Armenian Prime Minister Nikol Pashinian addresses an OSCE Parliamentary Assembly session in Yerevan. November 18, 2023.

“It is good that the basic principles of peace with Azerbaijan have been agreed upon,” he said, referring to three principles for peace that he announced in late October, saying they had been worked out during talks with Aliyev in Brussels that were mediated by European Council President Charles Michel.

Those principles, he told the Armenian parliament at the time, were: Armenia and Azerbaijan recognizing each other’s territorial integrity, that the delimitation of the countries’ borders be based on the 1991 Alma-Ata Declaration, and that regional trade, transport, and communication be opened while respecting sovereign jurisdictions.

The downside is that by not acknowledging the agreement, Pashinian said, Baku was deepening the atmosphere of mistrust.

Pashinian also accused Azerbaijani officials of calling Armenia “Western Azerbaijan.”

“This seems to us to be a preparation for a new war, a new military aggression against Armenia, and it is one of the main obstacles to progress in the peace process,” Pashinian said.

The Armenian prime minister’s comments came after Baku said on November 16 that it would not participate in normalization talks at the foreign-minister level with Yerevan that were planned in the United States this month.

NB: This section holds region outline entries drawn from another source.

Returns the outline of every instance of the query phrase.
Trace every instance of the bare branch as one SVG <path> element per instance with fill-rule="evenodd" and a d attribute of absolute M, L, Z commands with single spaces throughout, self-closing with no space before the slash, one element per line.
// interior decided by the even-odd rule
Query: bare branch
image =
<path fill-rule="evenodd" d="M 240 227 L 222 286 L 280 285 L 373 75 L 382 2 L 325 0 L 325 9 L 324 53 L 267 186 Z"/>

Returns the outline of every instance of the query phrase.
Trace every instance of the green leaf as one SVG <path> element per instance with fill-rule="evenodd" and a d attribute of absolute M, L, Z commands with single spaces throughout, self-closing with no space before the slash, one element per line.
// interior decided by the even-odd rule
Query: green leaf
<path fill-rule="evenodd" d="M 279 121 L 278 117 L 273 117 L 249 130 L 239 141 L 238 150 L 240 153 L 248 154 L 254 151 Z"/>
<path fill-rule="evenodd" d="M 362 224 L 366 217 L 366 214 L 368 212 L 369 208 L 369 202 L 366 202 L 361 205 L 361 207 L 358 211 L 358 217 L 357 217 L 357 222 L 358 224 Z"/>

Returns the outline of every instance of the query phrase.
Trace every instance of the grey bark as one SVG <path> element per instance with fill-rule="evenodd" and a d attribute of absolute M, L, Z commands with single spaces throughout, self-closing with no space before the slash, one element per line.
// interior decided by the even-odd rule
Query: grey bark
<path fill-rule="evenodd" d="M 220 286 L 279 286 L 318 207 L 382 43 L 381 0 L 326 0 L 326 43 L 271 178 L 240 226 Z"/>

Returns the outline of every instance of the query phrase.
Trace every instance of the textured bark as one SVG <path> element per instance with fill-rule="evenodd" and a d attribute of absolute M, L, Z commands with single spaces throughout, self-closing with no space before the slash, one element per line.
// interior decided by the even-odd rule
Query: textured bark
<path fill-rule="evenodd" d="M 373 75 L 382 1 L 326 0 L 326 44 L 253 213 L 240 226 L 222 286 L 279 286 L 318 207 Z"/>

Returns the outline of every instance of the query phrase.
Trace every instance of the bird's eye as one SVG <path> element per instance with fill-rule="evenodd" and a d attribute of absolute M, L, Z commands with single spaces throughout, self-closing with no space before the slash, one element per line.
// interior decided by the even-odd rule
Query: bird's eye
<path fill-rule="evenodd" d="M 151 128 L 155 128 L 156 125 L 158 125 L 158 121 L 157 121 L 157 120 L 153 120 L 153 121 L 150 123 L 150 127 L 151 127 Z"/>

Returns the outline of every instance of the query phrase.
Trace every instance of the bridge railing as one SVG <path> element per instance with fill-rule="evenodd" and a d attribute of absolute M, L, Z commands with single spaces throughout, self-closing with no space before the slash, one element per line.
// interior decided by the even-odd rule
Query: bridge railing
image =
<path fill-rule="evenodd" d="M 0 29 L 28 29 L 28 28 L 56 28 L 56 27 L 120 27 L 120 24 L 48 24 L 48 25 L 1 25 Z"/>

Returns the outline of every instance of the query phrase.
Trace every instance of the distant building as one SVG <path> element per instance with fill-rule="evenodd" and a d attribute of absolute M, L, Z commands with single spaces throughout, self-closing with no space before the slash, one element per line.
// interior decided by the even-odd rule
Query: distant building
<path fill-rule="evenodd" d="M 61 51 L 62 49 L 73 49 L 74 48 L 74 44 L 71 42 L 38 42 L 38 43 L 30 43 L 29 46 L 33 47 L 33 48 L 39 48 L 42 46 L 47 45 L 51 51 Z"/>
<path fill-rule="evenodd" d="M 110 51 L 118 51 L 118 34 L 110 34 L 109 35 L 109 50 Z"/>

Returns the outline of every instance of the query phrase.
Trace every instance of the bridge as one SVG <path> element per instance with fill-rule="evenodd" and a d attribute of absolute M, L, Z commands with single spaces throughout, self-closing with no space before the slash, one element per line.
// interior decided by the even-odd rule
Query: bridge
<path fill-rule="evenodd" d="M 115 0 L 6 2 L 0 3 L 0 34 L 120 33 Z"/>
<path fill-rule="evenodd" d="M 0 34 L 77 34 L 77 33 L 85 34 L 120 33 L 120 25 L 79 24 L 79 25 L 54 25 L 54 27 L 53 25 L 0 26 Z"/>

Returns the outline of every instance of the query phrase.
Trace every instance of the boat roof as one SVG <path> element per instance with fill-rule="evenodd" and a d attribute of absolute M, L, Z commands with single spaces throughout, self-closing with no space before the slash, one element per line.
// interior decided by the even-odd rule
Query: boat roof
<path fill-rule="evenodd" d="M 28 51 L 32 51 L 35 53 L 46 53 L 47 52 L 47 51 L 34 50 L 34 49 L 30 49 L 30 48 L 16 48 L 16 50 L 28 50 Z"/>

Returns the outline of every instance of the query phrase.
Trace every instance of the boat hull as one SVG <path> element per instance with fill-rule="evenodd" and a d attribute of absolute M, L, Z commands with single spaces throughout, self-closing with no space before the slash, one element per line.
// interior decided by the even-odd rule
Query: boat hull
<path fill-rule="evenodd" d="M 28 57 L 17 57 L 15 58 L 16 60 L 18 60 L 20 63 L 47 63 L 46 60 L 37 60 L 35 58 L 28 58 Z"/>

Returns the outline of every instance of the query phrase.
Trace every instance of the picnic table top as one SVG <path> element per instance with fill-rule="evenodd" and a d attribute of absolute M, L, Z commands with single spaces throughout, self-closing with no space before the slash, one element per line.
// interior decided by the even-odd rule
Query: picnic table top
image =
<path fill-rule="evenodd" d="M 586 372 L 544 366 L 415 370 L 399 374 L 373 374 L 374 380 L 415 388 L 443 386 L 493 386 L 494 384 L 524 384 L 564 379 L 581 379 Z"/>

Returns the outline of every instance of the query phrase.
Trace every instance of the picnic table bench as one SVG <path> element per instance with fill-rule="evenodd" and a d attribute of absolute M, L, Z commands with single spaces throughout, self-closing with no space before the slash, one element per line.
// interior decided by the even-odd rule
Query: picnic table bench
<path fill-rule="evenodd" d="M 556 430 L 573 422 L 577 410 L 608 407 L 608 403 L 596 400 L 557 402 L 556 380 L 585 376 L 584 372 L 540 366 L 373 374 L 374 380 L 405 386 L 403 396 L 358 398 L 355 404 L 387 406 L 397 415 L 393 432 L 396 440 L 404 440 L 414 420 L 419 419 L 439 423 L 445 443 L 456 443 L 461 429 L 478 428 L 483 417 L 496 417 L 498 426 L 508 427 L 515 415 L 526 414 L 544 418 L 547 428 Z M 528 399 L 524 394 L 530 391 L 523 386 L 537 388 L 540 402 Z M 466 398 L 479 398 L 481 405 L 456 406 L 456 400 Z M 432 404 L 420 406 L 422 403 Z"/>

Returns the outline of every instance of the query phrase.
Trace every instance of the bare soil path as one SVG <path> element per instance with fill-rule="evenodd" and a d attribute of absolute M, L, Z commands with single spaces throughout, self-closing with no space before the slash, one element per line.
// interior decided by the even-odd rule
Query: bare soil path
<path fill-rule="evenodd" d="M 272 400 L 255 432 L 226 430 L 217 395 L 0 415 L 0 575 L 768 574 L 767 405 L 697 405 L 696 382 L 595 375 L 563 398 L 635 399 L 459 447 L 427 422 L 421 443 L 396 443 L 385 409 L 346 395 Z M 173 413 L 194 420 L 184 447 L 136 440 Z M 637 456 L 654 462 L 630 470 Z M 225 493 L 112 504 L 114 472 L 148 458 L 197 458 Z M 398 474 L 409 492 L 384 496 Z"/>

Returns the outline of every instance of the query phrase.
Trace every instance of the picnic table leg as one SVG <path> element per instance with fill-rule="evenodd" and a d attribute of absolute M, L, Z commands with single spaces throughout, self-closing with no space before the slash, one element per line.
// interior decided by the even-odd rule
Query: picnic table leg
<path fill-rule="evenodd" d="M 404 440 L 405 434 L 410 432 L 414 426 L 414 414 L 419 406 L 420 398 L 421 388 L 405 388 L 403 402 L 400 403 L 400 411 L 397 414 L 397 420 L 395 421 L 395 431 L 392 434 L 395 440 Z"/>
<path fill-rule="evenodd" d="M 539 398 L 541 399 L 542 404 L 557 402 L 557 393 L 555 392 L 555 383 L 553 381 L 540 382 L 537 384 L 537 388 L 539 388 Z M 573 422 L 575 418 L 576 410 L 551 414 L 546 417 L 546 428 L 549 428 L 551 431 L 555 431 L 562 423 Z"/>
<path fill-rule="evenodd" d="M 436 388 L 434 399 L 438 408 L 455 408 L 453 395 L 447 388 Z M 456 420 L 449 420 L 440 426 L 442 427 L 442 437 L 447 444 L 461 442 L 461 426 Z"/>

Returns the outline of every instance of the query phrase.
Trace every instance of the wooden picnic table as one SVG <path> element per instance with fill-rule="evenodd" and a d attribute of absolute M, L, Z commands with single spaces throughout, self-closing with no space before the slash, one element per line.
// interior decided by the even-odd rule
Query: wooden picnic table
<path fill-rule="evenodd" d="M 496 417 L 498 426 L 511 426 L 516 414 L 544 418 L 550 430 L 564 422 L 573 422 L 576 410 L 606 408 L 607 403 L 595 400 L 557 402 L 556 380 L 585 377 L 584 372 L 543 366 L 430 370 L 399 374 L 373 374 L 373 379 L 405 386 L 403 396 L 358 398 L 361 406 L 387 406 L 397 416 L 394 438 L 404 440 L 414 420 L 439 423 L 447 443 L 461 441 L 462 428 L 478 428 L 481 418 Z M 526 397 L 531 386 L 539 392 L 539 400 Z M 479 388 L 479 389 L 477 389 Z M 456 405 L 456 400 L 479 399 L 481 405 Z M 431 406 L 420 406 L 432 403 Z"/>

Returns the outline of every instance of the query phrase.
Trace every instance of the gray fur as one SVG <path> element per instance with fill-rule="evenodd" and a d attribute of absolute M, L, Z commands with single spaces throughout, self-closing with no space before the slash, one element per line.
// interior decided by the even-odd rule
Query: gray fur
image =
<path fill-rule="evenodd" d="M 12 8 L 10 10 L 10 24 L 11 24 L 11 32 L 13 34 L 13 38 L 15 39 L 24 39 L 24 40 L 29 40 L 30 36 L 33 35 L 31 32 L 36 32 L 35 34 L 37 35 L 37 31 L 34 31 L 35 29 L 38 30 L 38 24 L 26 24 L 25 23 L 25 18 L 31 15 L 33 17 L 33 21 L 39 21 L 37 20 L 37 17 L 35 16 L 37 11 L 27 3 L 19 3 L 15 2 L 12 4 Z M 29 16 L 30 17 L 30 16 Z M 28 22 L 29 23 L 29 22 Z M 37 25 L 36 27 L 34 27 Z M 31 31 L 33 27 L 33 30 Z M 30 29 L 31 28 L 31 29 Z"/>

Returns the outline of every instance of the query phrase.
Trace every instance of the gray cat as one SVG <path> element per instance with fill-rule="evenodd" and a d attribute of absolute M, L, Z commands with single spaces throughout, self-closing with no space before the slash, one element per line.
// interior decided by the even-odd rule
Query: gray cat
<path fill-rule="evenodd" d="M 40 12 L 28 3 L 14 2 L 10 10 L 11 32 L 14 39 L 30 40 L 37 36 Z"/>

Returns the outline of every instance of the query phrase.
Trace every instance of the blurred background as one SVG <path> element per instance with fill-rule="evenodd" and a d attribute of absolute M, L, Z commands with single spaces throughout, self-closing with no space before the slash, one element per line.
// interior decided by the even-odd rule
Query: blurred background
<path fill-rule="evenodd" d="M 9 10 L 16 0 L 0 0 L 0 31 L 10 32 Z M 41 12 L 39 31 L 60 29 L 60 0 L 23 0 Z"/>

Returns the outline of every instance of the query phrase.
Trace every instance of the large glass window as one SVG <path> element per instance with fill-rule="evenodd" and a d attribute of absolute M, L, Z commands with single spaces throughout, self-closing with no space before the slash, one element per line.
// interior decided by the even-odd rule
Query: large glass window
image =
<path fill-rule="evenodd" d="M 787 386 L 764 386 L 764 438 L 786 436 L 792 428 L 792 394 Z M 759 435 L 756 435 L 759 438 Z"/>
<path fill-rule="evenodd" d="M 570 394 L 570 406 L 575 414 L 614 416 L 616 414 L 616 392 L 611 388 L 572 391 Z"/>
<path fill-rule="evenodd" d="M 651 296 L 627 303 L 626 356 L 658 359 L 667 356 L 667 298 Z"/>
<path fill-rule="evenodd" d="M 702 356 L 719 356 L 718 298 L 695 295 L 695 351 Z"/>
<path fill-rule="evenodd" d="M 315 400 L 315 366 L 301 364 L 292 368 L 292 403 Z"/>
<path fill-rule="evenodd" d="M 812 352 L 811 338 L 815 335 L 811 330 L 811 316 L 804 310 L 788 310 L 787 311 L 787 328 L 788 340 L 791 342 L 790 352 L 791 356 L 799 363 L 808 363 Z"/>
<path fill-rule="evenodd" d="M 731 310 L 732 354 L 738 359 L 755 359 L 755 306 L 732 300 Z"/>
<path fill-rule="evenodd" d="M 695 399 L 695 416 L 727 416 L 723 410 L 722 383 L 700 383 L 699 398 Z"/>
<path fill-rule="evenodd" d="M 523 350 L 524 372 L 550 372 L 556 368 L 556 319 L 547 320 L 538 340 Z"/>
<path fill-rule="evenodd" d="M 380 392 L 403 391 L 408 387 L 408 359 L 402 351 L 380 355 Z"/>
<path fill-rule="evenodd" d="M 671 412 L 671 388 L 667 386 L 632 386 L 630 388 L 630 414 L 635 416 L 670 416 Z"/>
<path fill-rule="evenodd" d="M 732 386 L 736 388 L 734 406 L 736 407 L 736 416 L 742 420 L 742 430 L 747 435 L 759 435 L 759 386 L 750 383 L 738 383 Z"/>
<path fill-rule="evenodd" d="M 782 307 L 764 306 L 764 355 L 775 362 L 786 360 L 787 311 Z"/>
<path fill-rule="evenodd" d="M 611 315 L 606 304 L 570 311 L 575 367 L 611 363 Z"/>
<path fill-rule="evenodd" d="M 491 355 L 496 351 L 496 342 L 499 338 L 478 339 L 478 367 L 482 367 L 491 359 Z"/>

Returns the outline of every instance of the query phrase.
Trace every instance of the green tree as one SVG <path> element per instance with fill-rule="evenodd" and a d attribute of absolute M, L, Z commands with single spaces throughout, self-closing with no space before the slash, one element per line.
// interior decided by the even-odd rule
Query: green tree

The Azerbaijani Foreign Ministry said the decision was in response to what it called “one-sided and biased remarks” made by U.S. Assistant Secretary of State for European and Eurasian Affairs James O’Brien against Azerbaijan.

In October Aliyev refused to attend a round of negotiations with Pashinian that were to be mediated by French President Emmanuel Macron, German Chancellor Olaf Scholz, and European Council President Charles Michel.

Baku cited France’s allegedly “biased position” against Azerbaijan as the reason for skipping those talks in Spain.

The Azerbaijani leader also appears to have canceled another meeting which Michel planned to host in Brussels in late October.

During the OSCE Parliamentary Assembly session in Yerevan on November 18, Armenian Parliament Speaker Alen Simonian said there was a historic opportunity to establish peace between Armenia and Azerbaijan.

Simonian also said Armenia is sincerely interested in normalizing relations with Turkey, having open borders and transportation links in the region, and engaging in negotiations without preconditions.

“I have a great hope that these negotiations will yield the desired results in the near future,” Simonian said, stressing that the region needs peace.

OSCE Parliamentary Assembly President Pia Kauma has welcomed Armenia’s expressed interest in reaching a deal with Azerbaijan.

“It is important to maintain momentum in the peace process and for Armenia and Azerbaijan to reach a full settlement,” Kauma said. “We recognize that the background is very painful, but despite the difficulties, this moment should be seen as an opportunity for all to forge a new path for the region based on peaceful coexistence, mutual security, and economic prosperity.”